C'est un licenciement qui fait grand bruit. Depuis près de 15 ans, Rajae Gueffar travaillait en tant que femme de ménage pour l'entreprise Onet, un sous-traitant de la SNCF. Le dimanche 17 décembre dernier, elle a été licenciée par un simple courrier alors qu'elle n'avait jamais eu aucun problème. Sa faute? Avoir traversé les voies en gare d'Agen, dans le Lot-et-Garonne, au lieu d'emprunter le seul passage souterrain qui relie les quais. Son employeur lui reproche "un non-respect des règles de sécurité".

"J'arrive le dimanche et j'étais surprise car quelqu'un faisait mon travail. Alors j'ai appelé tout de suite le responsable et il m'a dit que j'étais licenciée, témoigne Rajae sur RMC. Voilà le cadeau de Noël que j'ai eu de la part du directeur". D'après son employeur, elle n'aurait pas dû traverser les voies de chemin de fer de la gare d'Agen début décembre alors qu'elle assurait le nettoyage des quais.

Son cas étudié la semaine prochaine

"C'est la première fois de ma vie que je fais une erreur. Je ne m'attendais pas du tout ça car cela fait quinze ans que je suis dans la boîte et que je fais très bien mon travail et je ne m'absente jamais… Je ne mérite pas ça", estime-t-elle, la voix chargée d'émotion. Pour sa part, Thomas Portes, membre de la CGT cheminot, juge que ce licenciement n'est pas justifié.

"Une autre personne de la même société a aussi traversé les voies sans être licenciée, souligne-t-il. Et puis les voies font quand même entre 200 et 300 mètres et il y a passage souterrain au milieu donc cette personne est amenée à traverser les voies 10 à 15 fois dans la journée". Rajae Gueffar a demandé sa réintégration dans l'entreprise. Son cas est désormais entre les mains de la direction régionale de la SNCF qui doit statuer la semaine prochaine.

Suite à la publication de cet article, la société Onet a tenu à livrer quelques précisions. Les voici:

- La sécurité de ses employés est une priorité pour Onet, notamment lorsque l’environnement de travail est considéré comme dangereux.

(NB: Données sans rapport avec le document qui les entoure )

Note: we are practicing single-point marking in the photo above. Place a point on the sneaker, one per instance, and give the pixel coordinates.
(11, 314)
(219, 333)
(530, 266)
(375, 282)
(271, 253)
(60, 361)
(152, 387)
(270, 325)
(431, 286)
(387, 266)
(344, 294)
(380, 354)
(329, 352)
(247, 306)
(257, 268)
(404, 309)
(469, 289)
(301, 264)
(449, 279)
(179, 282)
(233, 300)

- Ce qui s’est passé est un grave manquement à la sécurité, à la fois vis à vis de la sécurité de l’employée, mais également de celle d’autrui et enfin de la sécurité de l’entreprise Onet.

- Les consignes de sécurité sont données par voie orale et directement par le responsable de site, puis répétées à plusieurs reprises dans l’année aux salariés en guise de prévention. Le dernier rappel des consignes de sécurité remonte au 12 octobre 2015.

- Comme le veut l’article 92 du plan de prévention à la sécurité du code du travail, un document détaillant les mesures de sécurité à respecter par les salariés est lu, commenté et contre-signé par tous les salariés.

- La gare d’Agen est une gare passante, où certains TGV ne marquent pas l’arrêt et passent donc à vive allure. Il est donc formellement interdit de traverser les voies et obligatoire d’emprunter systématiquement les passages sous-terrains.

- Le licenciement de Madame Gueffar a été une décision difficile mais mûrement réfléchie, une décision prise à la fois entre la Direction Régionale d’Onet, la Direction des Ressources Humaines et le responsable d’agence. Elle s’explique par la volonté d’Onet de faire respecter les règles en matière de sécurité au sein de son entreprise.